With the rapid rise of interest rates, we have witnessed the value of these assets change, but the fundamentals for many sectors have not. We are bullish on residential, industrial and warehousing. The ‘onshoring’ trend is seeing the building of capacity as companies move production closer to home in the US and across Europe.

Annabelle Bryde, Head of UK Private Bank & Crown Dependencies at Barclays

EMEA

Property is a passion for many and will remain so, however, decisions are typically driven not only by returns, but sentiment and need. Whether looking for family use or a specialist asset that drives diversification and yield across a broader range of investments, our clients like the idea of combining passion with practicalities. This becomes more important, and a driver, as global leverage funding costs increase.

Rosie Bullard, Partner at James Hambro & Partners

EMEA

Clients are thinking about their properties and operation costs, particularly in
Europe. Property has a well-founded place in the portfolio, but there is now more scrutiny over liquidity and, for example, who the tenants of commercial properties are.

Sheldon Halcrow, CEO of Caleo Capital North America

Americas

Real estate is still favourable. Whether it’s the desire to have the ‘plan B’ residence or sophisticated investors looking for opportunities among assets that have repriced due to the pandemic and increasing rates.

Kunal Lakhani, Director, Family Office & Major Family Groups at NAB

Australasia

We see prime offices as strong. Big corporates are committing to floorspace and increasing amenities to incentivise workers to return to offices. Also, on a smaller scale, we are seeing families seek out safe havens in regional areas and island retreats to escape their cities. Prime residential is also still very strong.

Vincent Magnenat , Limited Partner, Global Head of Strategic Alliances & Asia Regional Head, at Lombard Odier Group

Asia

Interest in alternative assets is on the rise, but investors are cautious. Findings from our recent HNWI study show that APAC investors believe that private assets are a way to capture future structural changes in a regulated and risk-managed way. We are currently cautious on the property sector, but once the dovish pivot in interest rates arrives, we believe it will start recovering more substantially.

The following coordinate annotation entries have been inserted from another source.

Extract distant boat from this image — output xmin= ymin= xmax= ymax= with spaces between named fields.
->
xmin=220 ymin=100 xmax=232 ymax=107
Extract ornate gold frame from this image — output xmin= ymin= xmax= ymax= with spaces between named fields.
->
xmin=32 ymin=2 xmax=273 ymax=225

James Wey Head of Singapore and Southeast Asia, Wealth Management, JPMorgan Chase & Co

Asia

In an inflationary world, real assets provide some hedge and uncorrelated returns from financial markets. Investors are increasingly thinking about direct investment as there is more predictability and control. We are also looking at sustainable forestry as returns are attractive and not correlated with other markets and assets. Another area is investment in food technology and responsible agritech, particularly given the focus on food security.